There were times he just wanted to take Lori by the shoulders and shake her. Because there were times that her Pollyanna attitude could put her in serious jeopardy. It was bad enough that she traveled here to work. He didn’t want her taking unnecessary chances by pressing her luck. “There’s nothing I can do about that. There is something I can do about you, though.”

She knew he meant well, but good intentions still didn’t give him the right to order her around. “Slavery went out a hundred and thirty-seven years ago, Carson. You don’t own me.”

He rose from his chair and looked down at her. “No, but I’m bigger.”

Lori wiggled off the desk. And met him toe to toe, raising her chin defiantly. “Plan to stuff me into a box?”

Damn but her chin did present a tempting target. So did her lips. The thought shook him and he blocked it almost immediately. But not soon enough to erase it or its effect on him.

“If I have to.”

And then her expression softened. He couldn’t tell if she’d been putting him on or not. Or was doing so now. “In your own twisted little way, you care about me, don’t you?”

“Don’t overanalyze everything.” He didn’t want this going any further. “You’re carrying around my niece or nephew in there, that gives me the right to tell you not to be an idiot.”

“You do have a way with words.” Lori looked at him for a long moment.

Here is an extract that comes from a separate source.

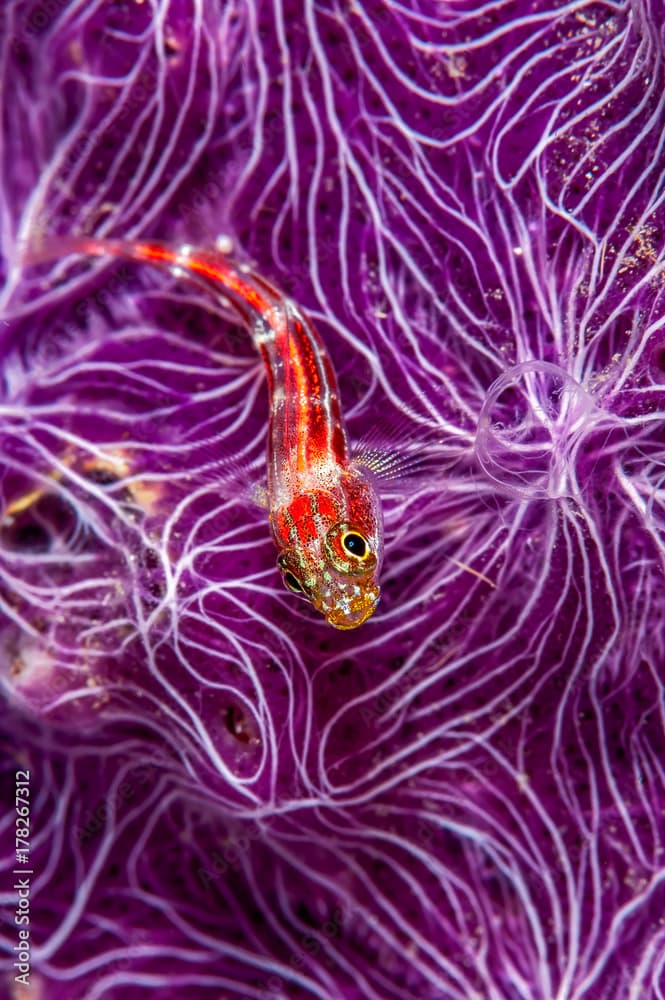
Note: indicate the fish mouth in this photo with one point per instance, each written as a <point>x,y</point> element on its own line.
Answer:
<point>355,613</point>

Others might buy into his gruff routine, but she didn’t. She’d seen something else in his eyes. A man who didn’t know how to connect. Even though he sorely needed to. “You miss her a lot, don’t you?”

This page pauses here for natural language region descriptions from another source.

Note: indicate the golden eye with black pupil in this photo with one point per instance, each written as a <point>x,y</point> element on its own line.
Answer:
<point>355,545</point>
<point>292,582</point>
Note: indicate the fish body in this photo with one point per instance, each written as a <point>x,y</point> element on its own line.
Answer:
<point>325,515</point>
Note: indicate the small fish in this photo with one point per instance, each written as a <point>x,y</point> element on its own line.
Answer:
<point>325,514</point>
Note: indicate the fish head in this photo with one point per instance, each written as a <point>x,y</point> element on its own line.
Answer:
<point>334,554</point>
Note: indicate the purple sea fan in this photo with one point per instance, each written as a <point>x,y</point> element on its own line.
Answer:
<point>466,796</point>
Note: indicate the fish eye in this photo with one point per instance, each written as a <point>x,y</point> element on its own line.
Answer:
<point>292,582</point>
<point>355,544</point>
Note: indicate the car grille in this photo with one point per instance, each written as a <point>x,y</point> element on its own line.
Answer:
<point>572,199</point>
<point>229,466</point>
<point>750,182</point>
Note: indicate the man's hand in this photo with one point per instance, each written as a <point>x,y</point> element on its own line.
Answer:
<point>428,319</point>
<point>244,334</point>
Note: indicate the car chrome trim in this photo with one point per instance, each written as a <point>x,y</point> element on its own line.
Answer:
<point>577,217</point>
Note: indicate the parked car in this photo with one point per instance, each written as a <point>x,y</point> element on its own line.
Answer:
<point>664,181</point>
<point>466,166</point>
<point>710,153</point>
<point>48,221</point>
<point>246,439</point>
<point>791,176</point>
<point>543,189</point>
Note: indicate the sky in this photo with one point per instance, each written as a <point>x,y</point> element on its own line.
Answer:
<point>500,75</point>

Now what the hell was she talking about? It was getting late and he was in no mood for this. “Who?” he snapped.

“Sandy.”

The mention of his now five-year-old daughter took some of the fire out of him. He let his guard down an inch. There was no shame in admitting his feelings about the little girl. “Don’t get to see her nearly enough.”

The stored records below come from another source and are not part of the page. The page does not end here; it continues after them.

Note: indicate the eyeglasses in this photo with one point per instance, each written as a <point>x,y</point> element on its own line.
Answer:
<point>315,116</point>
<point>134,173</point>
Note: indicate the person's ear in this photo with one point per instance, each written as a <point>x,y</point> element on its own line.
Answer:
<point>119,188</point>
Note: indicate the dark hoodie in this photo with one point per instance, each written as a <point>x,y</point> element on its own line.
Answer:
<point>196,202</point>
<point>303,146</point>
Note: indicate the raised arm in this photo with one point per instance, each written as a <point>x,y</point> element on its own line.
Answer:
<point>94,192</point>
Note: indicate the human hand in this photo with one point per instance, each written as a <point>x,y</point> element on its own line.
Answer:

That was because he spent nearly every waking minute here, she thought. “Why don’t you take tomorrow off? I’ll cover for you. Go see your daughter.”

It wasn’t nearly that simple. “I’ve got limited visitation rights,” he ground out.

She’d forgotten about that. He’d told her about it during the only time she had ever seen him intoxicated. The terms of the divorce had just been worked out. Jaclyn in her wrath had hit him where she knew it would hurt the most. She’d used their daughter as a tool to get back at him.